Air quality in many western states is getting worse even as air across the rest of the country is getting cleaner.
A study conducted by University of Washington Bothell professor Dan Jaffe and doctoral student Crystal McClure found that air in the Northwest is getting dirtier due to fine particulate matter, which is known to be harmful to humans. Although many cities and urban areas still exceed federal levels for these fine particles, the overall reduction comes from a decrease in human emissions across the country. Fine particulate matter are small particles of material that are so small that they can be inhaled and work their way deep into the lungs or into the bloodstream and can cause health problems, especially for people with lung or heart conditions.
The study looked at extremely small particles with a diameter less than 2.5 microns and focused on the worst seven days of the year for pollution. A micron is one-millionth of a meter. To put this into perspective, a human hair is 50 to 70 microns in diameter. Data was analyzed from between 1988 to 2016 from monitoring stations in rural parts of the country to avoid interference from pollution from cities. It found that in many western states during the dirtiest seven days in a year, pollution is getting worse. This includes much of Eastern Washington and Oregon, Nevada, Idaho, Montana and Wyoming and some of Utah and California. Notably, the Seattle-Portland corridor seems to have avoided much of the increase in air pollution.
The study found wildfires are a significant source of these particles and since the mid-1980s there’s been an increase in the frequency and duration of large fires, which the report suggests is due to climate change and warmer, drier conditions.
“This is another nail in the coffin that climate change is real and is happening now,” Jaffe said in a press release.
According to the Union of Concerned Scientists, which published information on fires in the west, in the 1980s there were around 140 wildfires larger than 1,000 acres.

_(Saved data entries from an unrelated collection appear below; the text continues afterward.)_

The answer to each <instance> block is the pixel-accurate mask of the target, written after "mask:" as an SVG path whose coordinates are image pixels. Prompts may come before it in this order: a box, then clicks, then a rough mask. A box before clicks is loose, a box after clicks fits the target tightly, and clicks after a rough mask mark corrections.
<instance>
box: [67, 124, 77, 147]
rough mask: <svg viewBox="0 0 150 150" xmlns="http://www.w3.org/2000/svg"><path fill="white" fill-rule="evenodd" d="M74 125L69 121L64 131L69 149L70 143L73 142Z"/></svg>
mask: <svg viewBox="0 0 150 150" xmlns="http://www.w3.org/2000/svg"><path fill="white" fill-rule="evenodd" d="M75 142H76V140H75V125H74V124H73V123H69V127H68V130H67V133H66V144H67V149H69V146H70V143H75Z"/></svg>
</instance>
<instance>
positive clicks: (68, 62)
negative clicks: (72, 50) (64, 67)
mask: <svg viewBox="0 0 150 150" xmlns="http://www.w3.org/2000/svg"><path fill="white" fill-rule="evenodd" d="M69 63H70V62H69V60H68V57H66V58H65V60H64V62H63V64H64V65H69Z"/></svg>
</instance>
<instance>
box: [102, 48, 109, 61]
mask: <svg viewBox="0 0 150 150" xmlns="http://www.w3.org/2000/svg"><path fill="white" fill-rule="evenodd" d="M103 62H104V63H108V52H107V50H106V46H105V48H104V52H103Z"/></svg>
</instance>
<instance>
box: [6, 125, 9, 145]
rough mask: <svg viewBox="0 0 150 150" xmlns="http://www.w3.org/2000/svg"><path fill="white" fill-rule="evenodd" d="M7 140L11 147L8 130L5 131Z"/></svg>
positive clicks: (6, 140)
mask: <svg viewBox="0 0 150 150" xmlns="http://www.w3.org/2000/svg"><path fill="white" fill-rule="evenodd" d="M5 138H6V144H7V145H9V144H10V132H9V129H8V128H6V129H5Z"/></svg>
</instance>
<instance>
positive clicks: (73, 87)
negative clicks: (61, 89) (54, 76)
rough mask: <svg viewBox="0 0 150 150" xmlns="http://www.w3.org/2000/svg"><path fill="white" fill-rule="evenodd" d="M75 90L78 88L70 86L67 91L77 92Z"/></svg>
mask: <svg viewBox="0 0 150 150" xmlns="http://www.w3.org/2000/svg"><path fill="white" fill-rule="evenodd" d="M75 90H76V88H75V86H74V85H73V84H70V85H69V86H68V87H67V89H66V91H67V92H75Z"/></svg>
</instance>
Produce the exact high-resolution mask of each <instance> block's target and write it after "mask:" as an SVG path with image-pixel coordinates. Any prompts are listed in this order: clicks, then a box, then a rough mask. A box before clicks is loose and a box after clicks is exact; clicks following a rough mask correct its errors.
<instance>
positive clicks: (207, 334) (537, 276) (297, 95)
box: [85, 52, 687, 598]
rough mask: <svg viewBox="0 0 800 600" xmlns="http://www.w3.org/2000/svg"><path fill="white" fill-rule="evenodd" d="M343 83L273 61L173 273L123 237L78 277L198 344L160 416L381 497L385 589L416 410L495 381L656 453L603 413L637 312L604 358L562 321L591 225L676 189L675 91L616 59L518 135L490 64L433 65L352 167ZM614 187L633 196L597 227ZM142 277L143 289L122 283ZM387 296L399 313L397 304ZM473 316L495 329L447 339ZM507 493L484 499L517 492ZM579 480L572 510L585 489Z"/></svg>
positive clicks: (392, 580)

Between 2000 and 2012 there were around 250 wildfires of the same size. The average length of wildfire seasons was around five months in the early 1970s, but this has increased to more than seven months. At the same time, annual temperatures in the western U.S. have increased by nearly 2 degrees, leaving forests drier for longer periods of time and leading snowpacks to melt sooner. During the 2015 wildfire season, a particularly bad one, more than 10 million acres burned across the U.S.
By mid-century, temperatures in the western U.S. are expected to increase even more, between 2.5 to 6.5 degrees due to human emissions. This will lead to forests suffering drought stress, and the areas where forests are water-limited is projected to increase to 32 percent by the 2020s, another 12 percent by 2040 and an additional 12 percent by the 2080s. Drought-stressed trees are susceptible to both large wildfires as well as pine beetle outbreaks, which also increases the likelihood of wildfires.